DESCRIPTION OF SYMBOLS 1 ... Semiconductor chip, 2 ... Board | substrate, 3 ... Copper pillar, 4 ... Solder, 5 ... Resin composition

Claims (6)

(A) a bifunctional or higher functional (meth) acrylate;
(B) maleic anhydride-modified polybutadiene,
(C) an organic peroxide;
(D) a silica filler;
(E) a silane coupling agent;
(F) Compound f1 of formula (1) and compound f2 of formula (2) as fluxing agents
Including
(F) is included in an amount of 0.2 to 2.2% by mass based on the total of (A) to (F),
The resin composition, wherein a molar ratio between the f1 and the f2 is 1: 0.3 to 1: 3.1. The (E) includes at least one of the compounds of the formula (3) and the formula (4)

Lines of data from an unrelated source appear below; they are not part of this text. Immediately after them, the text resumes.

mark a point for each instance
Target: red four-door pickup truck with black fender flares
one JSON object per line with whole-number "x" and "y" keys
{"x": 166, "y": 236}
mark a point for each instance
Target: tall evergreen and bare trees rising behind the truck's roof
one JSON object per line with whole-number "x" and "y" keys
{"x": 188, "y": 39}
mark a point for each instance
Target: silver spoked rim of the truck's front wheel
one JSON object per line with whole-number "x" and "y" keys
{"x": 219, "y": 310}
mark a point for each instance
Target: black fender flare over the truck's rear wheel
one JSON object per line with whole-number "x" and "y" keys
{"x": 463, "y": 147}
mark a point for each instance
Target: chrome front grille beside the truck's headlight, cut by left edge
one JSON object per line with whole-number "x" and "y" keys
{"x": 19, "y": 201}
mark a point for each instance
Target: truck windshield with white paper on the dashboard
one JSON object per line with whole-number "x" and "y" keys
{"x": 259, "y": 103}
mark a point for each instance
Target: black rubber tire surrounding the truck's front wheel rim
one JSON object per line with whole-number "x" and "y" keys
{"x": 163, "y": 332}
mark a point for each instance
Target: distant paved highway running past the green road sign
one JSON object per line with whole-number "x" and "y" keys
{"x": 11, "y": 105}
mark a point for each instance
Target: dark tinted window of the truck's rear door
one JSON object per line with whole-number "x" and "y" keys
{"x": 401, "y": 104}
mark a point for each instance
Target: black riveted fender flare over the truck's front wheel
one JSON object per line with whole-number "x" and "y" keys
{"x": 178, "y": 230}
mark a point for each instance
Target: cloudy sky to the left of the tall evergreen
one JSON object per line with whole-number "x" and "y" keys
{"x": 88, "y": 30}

The resin composition according to claim 1. Said (A) contains at least 1 of the compound of Formula (5) and Formula (6) (however, R < ¹ > and R < ² > are a hydrogen atom or a methyl group, respectively)
The resin composition according to claim 1 or 2, wherein:   A pre-supplied semiconductor encapsulant comprising the resin composition according to any one of claims 1 to 3.   The film for semiconductor sealing containing the resin composition as described in any one of Claims 1 thru | or 3.   The semiconductor device which has a semiconductor element sealed using the pre-feed type semiconductor sealing agent of Claim 4, or the film for semiconductor sealing of Claim 5.